Court Dismisses Charles Schwab Suit that Challenged FINRA on Class Action Waivers

Filed in: Unfair Securities PracticesFINRA Securities Arbitration
Posted: May 13, 2012 @ 3:43 pm - Nicholas Guiliano
    A federal court in California dismissed a complaint filed by Charles Schwab Corp. that tried to block regulators from disciplining the brokerage firm for embedding a clause in its customer account agreements that precludes class-action lawsuits.

The Financial Industry Regulatory Authority (FINRA) alleged in a complaint filed in February with its Office of Hearing Officers that Schwab added a "Waiver of Class Action or Representative Action" to more than 6.8 million customer account agreements in October 2011 that would prohibit customers from starting or joining class-action lawsuits against the brokerage firm.

The complaint said that the class action waiver would incorrectly lead millions of Schwab customers to believe that they did not have the right to bring or participate in class action against Schwab, or to consolidated their claims before an arbitration panel, rights customers clearly have per FINRA rules.

Schwab responded to FINRA's complaint by filing a complaint of its own one day later in the U.S. District Court for the Northern District of California. On May 11, Magistrate Judge Elizabeth Laporte granted FINRA's motion to dismiss Schwab's complaint, according to a report from Reuters.

The Reuters report quoted lawyers familiar with the case as saying it raised significant investor protection issues.

Small investors often have no way to recover losses from fraud or other misconduct unless they band together in a class action because their claims may not be worth enough to pursue individually in a cost effective way. The waivers in Schwab's customer account agreements would leave many investors with no access to a legal process for recovering their losses, the lawyers said.
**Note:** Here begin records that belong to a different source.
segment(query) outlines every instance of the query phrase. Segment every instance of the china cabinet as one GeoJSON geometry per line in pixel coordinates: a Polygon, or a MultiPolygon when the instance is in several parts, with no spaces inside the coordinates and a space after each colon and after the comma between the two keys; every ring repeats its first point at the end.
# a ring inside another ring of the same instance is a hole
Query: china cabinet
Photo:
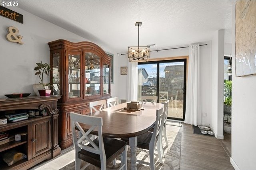
{"type": "Polygon", "coordinates": [[[88,114],[90,102],[111,97],[111,59],[100,47],[90,42],[60,39],[48,44],[53,94],[62,96],[58,108],[59,142],[63,149],[72,143],[70,112],[88,114]]]}

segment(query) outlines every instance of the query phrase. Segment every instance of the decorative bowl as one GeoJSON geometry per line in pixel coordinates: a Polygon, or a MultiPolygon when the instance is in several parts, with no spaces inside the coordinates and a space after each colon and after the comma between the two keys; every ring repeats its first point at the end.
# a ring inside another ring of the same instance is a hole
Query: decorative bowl
{"type": "Polygon", "coordinates": [[[12,94],[4,94],[8,98],[22,98],[28,97],[31,93],[13,93],[12,94]]]}
{"type": "Polygon", "coordinates": [[[204,135],[207,134],[208,133],[207,131],[201,131],[201,133],[204,135]]]}
{"type": "Polygon", "coordinates": [[[214,133],[212,131],[208,131],[208,134],[209,135],[213,135],[214,134],[214,133]]]}
{"type": "Polygon", "coordinates": [[[210,130],[210,128],[204,126],[198,126],[198,127],[201,131],[208,131],[210,130]]]}

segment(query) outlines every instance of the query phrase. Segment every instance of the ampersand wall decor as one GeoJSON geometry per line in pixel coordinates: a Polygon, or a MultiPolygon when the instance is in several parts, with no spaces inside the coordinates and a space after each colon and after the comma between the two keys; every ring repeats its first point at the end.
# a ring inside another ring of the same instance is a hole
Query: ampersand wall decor
{"type": "Polygon", "coordinates": [[[19,44],[23,44],[21,41],[21,39],[23,36],[19,35],[19,30],[14,27],[9,27],[7,28],[7,31],[9,32],[6,35],[6,38],[9,41],[18,43],[19,44]]]}

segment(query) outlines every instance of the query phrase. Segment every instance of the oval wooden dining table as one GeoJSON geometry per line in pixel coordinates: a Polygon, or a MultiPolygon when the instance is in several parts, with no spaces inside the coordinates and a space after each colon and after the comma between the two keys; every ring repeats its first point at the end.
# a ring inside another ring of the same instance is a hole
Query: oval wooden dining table
{"type": "MultiPolygon", "coordinates": [[[[126,103],[123,103],[103,109],[91,114],[102,117],[102,127],[104,137],[115,138],[129,138],[131,150],[131,169],[136,170],[137,137],[145,133],[152,128],[156,121],[156,111],[164,105],[158,103],[143,102],[144,110],[130,111],[124,109],[126,103]]],[[[86,131],[90,126],[80,124],[86,131]]],[[[97,129],[92,132],[97,135],[97,129]]]]}

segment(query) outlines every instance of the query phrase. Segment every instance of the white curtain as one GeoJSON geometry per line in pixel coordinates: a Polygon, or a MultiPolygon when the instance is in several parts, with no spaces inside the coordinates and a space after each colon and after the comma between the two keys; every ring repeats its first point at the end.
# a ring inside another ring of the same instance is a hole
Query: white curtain
{"type": "Polygon", "coordinates": [[[127,102],[138,100],[138,63],[128,61],[127,102]]]}
{"type": "Polygon", "coordinates": [[[185,123],[201,125],[201,78],[199,45],[189,46],[185,123]]]}

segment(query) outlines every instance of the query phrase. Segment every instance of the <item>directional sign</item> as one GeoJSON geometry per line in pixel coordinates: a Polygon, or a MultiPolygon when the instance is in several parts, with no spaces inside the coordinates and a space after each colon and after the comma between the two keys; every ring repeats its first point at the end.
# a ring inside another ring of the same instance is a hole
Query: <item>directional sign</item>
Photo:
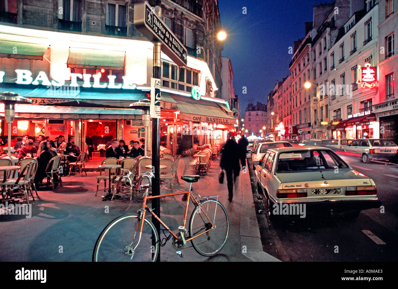
{"type": "Polygon", "coordinates": [[[162,51],[177,65],[187,66],[186,49],[146,1],[134,4],[134,25],[149,40],[160,41],[162,51]]]}

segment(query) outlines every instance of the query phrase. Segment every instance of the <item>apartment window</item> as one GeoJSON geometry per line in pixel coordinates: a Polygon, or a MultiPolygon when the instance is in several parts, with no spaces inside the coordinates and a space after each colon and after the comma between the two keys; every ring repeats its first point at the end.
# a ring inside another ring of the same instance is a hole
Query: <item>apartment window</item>
{"type": "Polygon", "coordinates": [[[82,22],[82,0],[64,0],[63,19],[82,22]]]}
{"type": "Polygon", "coordinates": [[[349,115],[352,115],[352,105],[350,104],[349,105],[347,105],[347,117],[348,117],[349,115]]]}
{"type": "Polygon", "coordinates": [[[394,13],[394,0],[386,0],[386,18],[394,13]]]}
{"type": "Polygon", "coordinates": [[[363,45],[368,43],[372,40],[372,18],[369,18],[365,22],[365,41],[363,41],[363,45]]]}
{"type": "Polygon", "coordinates": [[[386,76],[386,98],[394,97],[394,74],[386,76]]]}
{"type": "Polygon", "coordinates": [[[386,58],[388,58],[394,55],[394,33],[386,37],[386,58]]]}
{"type": "Polygon", "coordinates": [[[126,5],[108,3],[108,11],[106,17],[107,25],[126,27],[126,5]]]}
{"type": "Polygon", "coordinates": [[[194,48],[193,38],[191,29],[184,27],[184,38],[183,44],[190,48],[194,48]]]}

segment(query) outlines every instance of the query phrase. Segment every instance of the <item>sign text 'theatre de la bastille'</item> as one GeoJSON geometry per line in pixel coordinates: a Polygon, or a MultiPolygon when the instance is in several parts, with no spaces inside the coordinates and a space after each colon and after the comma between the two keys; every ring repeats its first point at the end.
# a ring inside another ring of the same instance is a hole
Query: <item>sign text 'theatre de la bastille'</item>
{"type": "MultiPolygon", "coordinates": [[[[32,72],[28,70],[23,69],[16,69],[15,72],[17,74],[17,80],[15,83],[18,84],[33,84],[38,85],[41,84],[45,86],[52,85],[54,86],[62,86],[64,85],[70,86],[82,86],[83,87],[94,87],[97,88],[124,88],[125,89],[135,89],[137,85],[133,84],[129,78],[126,76],[122,76],[123,79],[123,83],[119,83],[117,84],[115,83],[115,80],[116,78],[115,75],[108,75],[108,83],[102,82],[100,83],[100,80],[101,78],[101,74],[89,74],[80,73],[70,73],[70,83],[65,84],[65,80],[62,78],[50,81],[47,77],[46,73],[44,71],[40,71],[37,76],[33,80],[32,76],[32,72]],[[94,83],[92,84],[90,80],[94,80],[94,83]],[[78,78],[79,80],[78,80],[78,78]],[[78,84],[77,82],[82,81],[83,84],[81,86],[78,84]]],[[[0,71],[0,82],[2,82],[5,73],[4,71],[0,71]]]]}

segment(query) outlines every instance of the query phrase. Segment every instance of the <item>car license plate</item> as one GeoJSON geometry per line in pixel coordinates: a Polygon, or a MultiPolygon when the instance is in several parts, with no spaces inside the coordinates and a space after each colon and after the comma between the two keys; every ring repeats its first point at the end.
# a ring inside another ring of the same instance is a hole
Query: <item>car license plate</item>
{"type": "Polygon", "coordinates": [[[341,189],[313,189],[312,195],[332,195],[341,194],[341,189]]]}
If Schwab had succeeded in blocking FINRA's disciplinary action, it could have led other firms to include class action waivers in their arbitration agreements, which could weaken FINRA's control over its own enforcement process, the lawyers told Reuters.

Schwab also placed a provision in its account agreements that required customers to agree that arbitrators would have no authority to consolidate claims from multiple parties.

These consolidated claims are common, according to the lawyers interviewed by Reuters. Such arbitrations usually have far fewer claimants than class action suits, but both consolidated arbitrations and class actions typically involve claims under $10,000, and both are ways to make the pursuit of smaller claims cost effective.

Ryan K. Bakhtiari, president of the Public Investors Arbitration Bar Association, an Oklahoma-based group of securities arbitration lawyers, told Reuters that the court's decision was a great one for investors, and that FINRA rules are clear and unequivocal: Schwab does not have the right to prohibit class actions.

FINRA's complaint stated that FINRA's Code of Arbitration Procedure makes it clear that class action suits are permitted under its rules of arbitration. The rules state that an arbitration agreement may not be enforced against a claimant if the claimant is part of a putative class, and that an arbitration may only proceed it the class is not certified, de-certified, or if that particular claimant is excluded or withdraws for some reason.

The Code of Arbitration also specifically states that one or more parties may consolidate multiple claims together in the same arbitration.

Moreover, the complaint said other FINRA rules prohibit any member firm from including any condition in a pre-dispute arbitration agreement that contradicts the rules of any self-regulatory organization such as FINRA.

The district court agreed with FINRA that Schwab must follow FINRA procedures for disciplinary actions. These actions are reviewable by federal courts if necessary, the Reuters report said.

FINRA, the self-regulatory organization responsible for oversight of brokerage firms, also runs the forum for arbitration through which customers and firms most often resolve their legal disputes.

Schwab tried to enjoin the disciplinary proceeding, arguing that it would be irreparably harmed by using FINRA's process because it could take as long as four years or more. The court held that delay was not a sufficient reason to avoid FINRA's process, however. Schwab failed to show it was entitled to be excepted from the processes of its regulator, the opinion said.

Now that Schwab's lawsuit has been dismissed, what will happen with the class-action and consolidated claim waivers in Schwab's account agreements is an open question.

William Jacobson, a professor at Cornell Law School's Securities Law Clinic in Ithaca, N.Y., told Reuters that Schwab has to decide if it should keep using the waivers, which could be considered a continued, knowing violation.

In addition, there is no clear answer regarding what would happen if Schwab tried to enforce the waivers, Jacobson added.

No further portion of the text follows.